Dave sits in a front room in Reg’s renovated Edwardian. In centre place is a billiard table. A game is underway but God knows Reg isn’t playing. Reg is not the man Dave remembers. This Reg Priestly is shrivelled and grey from the tip of his peanut-shaped head to his crumbling chin. A walking frame had greeted Dave in the foyer, dusty and derelict. At least there was nothing wrong with the Queen’s Counsel’s hearing.

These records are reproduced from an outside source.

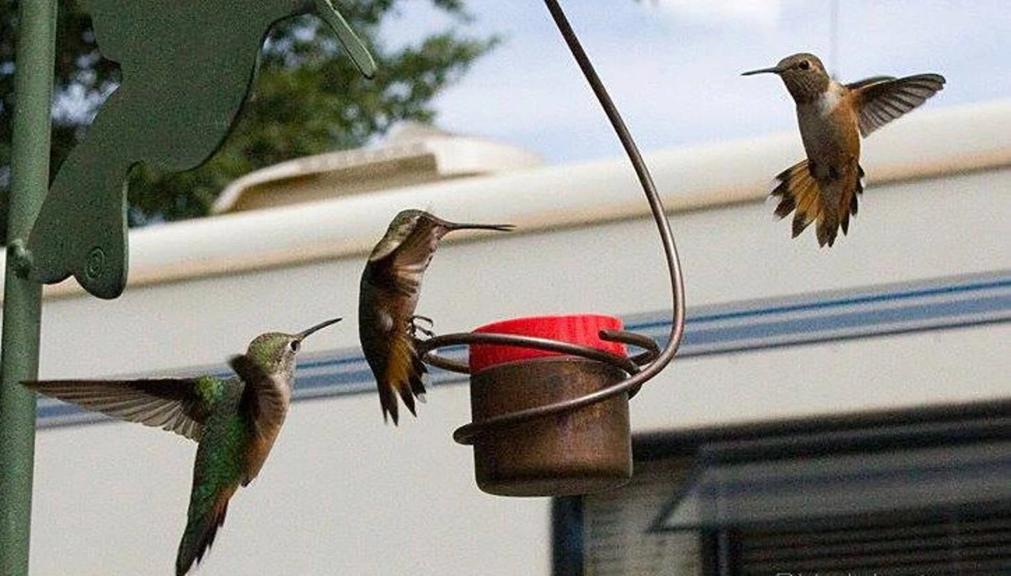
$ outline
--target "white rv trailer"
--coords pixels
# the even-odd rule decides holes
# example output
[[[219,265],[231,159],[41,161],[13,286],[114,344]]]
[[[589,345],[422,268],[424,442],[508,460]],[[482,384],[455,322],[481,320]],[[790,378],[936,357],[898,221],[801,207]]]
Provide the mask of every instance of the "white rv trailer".
[[[688,327],[680,357],[631,402],[637,438],[817,429],[1011,398],[1009,133],[1011,101],[924,110],[876,133],[859,214],[830,250],[811,230],[791,239],[765,201],[802,156],[796,133],[647,154]],[[260,332],[344,317],[306,342],[298,399],[200,574],[548,575],[553,538],[558,574],[719,573],[707,572],[701,527],[647,550],[635,534],[600,537],[603,516],[587,516],[573,542],[553,537],[565,526],[550,499],[478,491],[470,449],[450,438],[470,415],[461,378],[434,372],[418,418],[383,423],[356,298],[366,254],[406,207],[518,226],[444,243],[418,310],[439,332],[579,312],[659,340],[669,329],[655,225],[616,157],[132,230],[120,298],[47,290],[41,377],[223,373]],[[38,412],[31,573],[169,573],[194,445],[48,399]],[[690,488],[693,454],[667,461],[665,484],[622,521],[666,521],[646,508],[678,505],[666,498]],[[582,513],[621,501],[588,497]]]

As the doorbell chimed, Reg had bellowed and Dave had snuck in.
‘You need to brace yourself, Reggie,’ he’d said.
‘Pull up a pew and shock me.’
Dave had sidled into the well-lit sitting room and said, ‘I’ve killed my wife.’
With the words uttered and heard, he’d felt more resolute. Reinforced. This much he’d rehearsed. He hadn’t planned on much more. The old man had said, ‘I’m sorry to hear that. I thought you were settled.’ Then he’d gestured to an armchair, and offered tea. To Dave, it felt as if the burden he’d shed was threatening to boomerang. Was the QC’s detachment merely professionalism? He couldn’t tell. He’d never been good at detachment. At Freeman & Milne, his clients had soon learned that no matter how valuable their business, he wouldn’t pussyfoot around them. He told them when their cases were screwed and their decisions idiotic. And they liked it. His unrestrained reactions, so unwelcome in his private life, were the makings of his legal career. For a time, at least. In that games room, Dave understood why his own irreverence had worked. Who didn’t want their load shared?
‘Intimacy is a dangerous thing,’ says Reg, pouring tea from a pot. In the warm room, Dave stares at a steely piece of hair high on Reg’s part. Badly, he wants to pat it into place.